Hani, yani, bir gün, birisine beddua edecekseniz, tropikal fırtınaların yoğun olduğu bir dönemde, “Sao Paolo’dan Salvador de Bahia’ya uçasın emi” deyiniz… Değişiklik yine uçaktayız. Habire Portekizce anons. Anlayan beri gelsin. İngilizcesini bekliyoruz ümitsizce. (Gözünü sevdiğim THY, Türkçe, İngilizce ve Portekizce anons yapıyor medeniyet başka şey canim…) Ancak hosteslerin servisi yarım bırakıp, koşarak yerlerine gitmesinden anlıyoruz ki durumlar na-hoş. Soruyoruz hosteslere; “normal sör”, sallantı devam ediyor… Bu defa eşim soruyor; “no problem madam”. O zaman bu sallantı, gacırtı, gacır gucurdu ne? Hostesler her daim gülümsüyor… Ah ne sempatikler! Pencereden bakıyorum; aşağısı alabildiğine lacivert... Allahtan can yelekleri koltuğumuzun altında; rahatlıyorum…

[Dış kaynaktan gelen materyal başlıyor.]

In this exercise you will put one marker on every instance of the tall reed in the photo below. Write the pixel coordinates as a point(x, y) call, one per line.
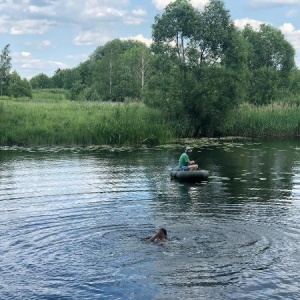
point(276, 119)
point(83, 123)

Salvador de Bahia; zamanın durduğu yer. Arnavut kaldırımı taşları döşenmiş, kargacık burgacık ve de her daim daracık sokaklar, bu sokaklarda zaman zaman geçen Latin müzik gurupları, tatlı, yumuşak pastel rengârenk evler, Portekiz kolonisi olduğu dönemlerden kalma ilk başkent unvanı, dönemin izlerini korumayı başarmış görülesi bir doku, muhteşem bir sahil şeridi, nüfusun yüzde 80’ini oluşturan siyah tenli insanlar, fakirlik ama çoook fakirliğin kol gezdiği bir yaşam, tarihi kiliseler, lokantalar, suvenir ‘şop’lar… Şehir 1985 yılında UNESCO’nun dünya kültür mirası listesine girmeye hak kazandıktan sonra tepeden tırnağa yenilenmeye başlamış; tüm binalar elden geçirilmiş, tamir edilmiş, boyanmış… Hatta bazı binalar zamanındaki bakımsızlıktan o kadar harabe duruma gelmişler ki; çelik kolonlar ile sadece ön cephe duvarları ayakta tutulabilmiş ve bunlar bile bu kültürel miras çerçevesinde ele alınıp, tamir edilip, restorasyona tabii tutulmuşlar… Biz oradayken de gelecek nesillerin bizlere emanet bıraktığı bu şehrin çok yol katletmiş ama bitmek tükenmek bilmeyen restorasyonu halen devam etmekteydi. Hiç kafa yok bunlarda; bizde olacaktı bu, vuracaktın greyderi bu eski püskü harabelerin üzerine, kuruverecektin en gökdeleninden birkaç AVM… Bi kentsel dönüşüm projesi… Birkaç zırtapoz sitesi… Üç beş rejidanz…Bak ne fakirlik kalırdı, ne işsizlik. Kafa yok bu adamlarda; sonuçta “Vermeyince Mabut Neylesin Sultan Mahmut” Neymiş? Kültürel mirasmış! Ohoooo bizde Tarlabaşı’nda dolu var gelsinler, sevabına verelim…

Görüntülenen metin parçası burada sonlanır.